Abstract

Students of the American health-care delivery system are generally agreed that, under its present organization, the system will be unable to accommodate any of the more ambitious national health-insurance schemes now before Congress. It is argued that the current system is actually a fragmented "nonsystem" that fails to deliver the right mix of care to the right people and at the right time. As a result, it is argued, the health-maintenance services received by the average American tend to be of dubious overall quality and are unnecessarily costly. To eliminate these shortcomings, a great number of reforms have been proposed, the bulk of which, however, fall into one of the following major types: (a) a shift away from the fee-for-service mode of paying for health services and toward prepayment of comprehensive health care, (b) the substitution of paramedical for medical manpower and of capital for all types of manpower, (c) the consolidation of small provider facilities (especially solo medical practices) into larger production units, and (d) the integration of provider facilities in centrally directed regional systems.
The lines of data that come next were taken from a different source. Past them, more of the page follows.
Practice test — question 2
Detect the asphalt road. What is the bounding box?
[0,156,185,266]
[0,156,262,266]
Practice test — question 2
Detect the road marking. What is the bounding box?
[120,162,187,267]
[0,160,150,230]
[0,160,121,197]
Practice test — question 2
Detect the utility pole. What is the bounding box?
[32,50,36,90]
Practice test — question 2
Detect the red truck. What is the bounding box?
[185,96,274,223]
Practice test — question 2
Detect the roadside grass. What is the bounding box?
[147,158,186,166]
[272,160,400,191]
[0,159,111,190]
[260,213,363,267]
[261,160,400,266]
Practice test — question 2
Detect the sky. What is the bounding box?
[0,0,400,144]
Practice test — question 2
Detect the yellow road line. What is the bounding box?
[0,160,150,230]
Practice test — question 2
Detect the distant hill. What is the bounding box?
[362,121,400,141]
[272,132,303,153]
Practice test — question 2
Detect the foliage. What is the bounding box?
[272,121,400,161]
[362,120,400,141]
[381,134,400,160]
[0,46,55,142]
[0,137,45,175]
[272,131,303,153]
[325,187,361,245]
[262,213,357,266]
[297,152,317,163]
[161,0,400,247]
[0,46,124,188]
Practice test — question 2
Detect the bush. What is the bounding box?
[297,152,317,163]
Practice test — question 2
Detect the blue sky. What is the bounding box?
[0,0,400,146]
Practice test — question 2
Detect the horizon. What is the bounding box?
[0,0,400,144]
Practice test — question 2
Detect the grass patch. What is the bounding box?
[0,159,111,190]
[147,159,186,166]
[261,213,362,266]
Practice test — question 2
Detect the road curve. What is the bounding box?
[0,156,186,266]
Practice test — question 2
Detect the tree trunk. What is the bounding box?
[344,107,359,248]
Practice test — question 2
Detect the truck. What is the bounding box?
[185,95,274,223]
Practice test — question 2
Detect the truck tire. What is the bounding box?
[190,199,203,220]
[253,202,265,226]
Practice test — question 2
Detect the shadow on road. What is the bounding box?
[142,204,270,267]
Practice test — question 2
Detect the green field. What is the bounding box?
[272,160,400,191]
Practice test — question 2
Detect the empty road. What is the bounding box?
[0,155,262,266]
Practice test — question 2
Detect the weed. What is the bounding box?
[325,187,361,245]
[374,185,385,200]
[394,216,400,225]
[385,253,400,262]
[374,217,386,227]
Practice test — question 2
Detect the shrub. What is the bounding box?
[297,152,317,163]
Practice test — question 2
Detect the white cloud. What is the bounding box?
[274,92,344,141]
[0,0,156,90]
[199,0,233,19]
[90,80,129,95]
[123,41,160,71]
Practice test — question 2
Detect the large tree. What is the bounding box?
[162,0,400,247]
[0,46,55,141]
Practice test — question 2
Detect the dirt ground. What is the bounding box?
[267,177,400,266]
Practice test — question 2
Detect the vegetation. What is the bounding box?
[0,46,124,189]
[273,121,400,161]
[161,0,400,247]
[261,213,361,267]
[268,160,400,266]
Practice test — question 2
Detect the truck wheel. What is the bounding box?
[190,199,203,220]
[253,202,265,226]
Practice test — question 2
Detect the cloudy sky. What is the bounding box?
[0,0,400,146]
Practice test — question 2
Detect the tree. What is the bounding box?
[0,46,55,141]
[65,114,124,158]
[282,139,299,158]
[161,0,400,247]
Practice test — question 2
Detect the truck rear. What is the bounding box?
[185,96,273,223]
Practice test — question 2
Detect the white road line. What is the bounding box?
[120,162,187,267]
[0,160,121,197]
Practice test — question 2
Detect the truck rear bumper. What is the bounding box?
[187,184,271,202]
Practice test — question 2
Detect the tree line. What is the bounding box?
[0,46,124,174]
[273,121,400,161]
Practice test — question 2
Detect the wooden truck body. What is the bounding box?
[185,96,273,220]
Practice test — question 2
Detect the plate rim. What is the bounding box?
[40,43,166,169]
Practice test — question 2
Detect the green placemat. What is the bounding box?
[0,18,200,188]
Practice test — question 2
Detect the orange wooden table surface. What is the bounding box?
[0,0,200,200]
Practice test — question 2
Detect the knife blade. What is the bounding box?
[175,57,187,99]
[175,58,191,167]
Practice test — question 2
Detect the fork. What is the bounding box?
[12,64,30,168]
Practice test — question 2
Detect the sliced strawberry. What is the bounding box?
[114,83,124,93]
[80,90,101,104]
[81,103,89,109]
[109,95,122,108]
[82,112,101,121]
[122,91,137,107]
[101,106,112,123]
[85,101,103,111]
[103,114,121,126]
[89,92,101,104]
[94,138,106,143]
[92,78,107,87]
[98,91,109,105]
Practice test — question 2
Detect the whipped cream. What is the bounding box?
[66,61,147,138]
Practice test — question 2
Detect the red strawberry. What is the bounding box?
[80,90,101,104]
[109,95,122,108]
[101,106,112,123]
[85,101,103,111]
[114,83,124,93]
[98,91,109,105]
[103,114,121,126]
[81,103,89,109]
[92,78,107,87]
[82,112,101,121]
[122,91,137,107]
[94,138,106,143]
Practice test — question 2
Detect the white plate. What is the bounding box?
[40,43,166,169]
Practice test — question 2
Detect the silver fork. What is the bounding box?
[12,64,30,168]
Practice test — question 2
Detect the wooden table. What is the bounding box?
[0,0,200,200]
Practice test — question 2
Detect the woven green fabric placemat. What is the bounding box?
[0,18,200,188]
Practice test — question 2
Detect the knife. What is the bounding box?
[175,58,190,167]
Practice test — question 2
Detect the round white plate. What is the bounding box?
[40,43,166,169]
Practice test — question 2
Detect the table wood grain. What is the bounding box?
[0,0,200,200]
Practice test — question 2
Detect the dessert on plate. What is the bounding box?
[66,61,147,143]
In this essay, the various reform proposals that have been proposed at one time or another are explored against the backdrop of pertinent empirical research available at this time. This exploration leads to the disappointing conclusion that far too many of the proposed reorganization schemesparticularly the much touted idea of a nationwide network of presumably competitive Health Maintenance Organizations-appear to have been proffered more on the basis of intuition or faith than on the basis of convincing empirical evidence. At the risk of appearing timid and of exasperating the impatient reformer, the author concludes that a great deal more empirical information needs to be gathered on the behavior of the participants in the health-care sector and on the technical constraints under which that sector operates before one can confidently develop and follow a coherent blueprint for a reorganization of the American health-care system.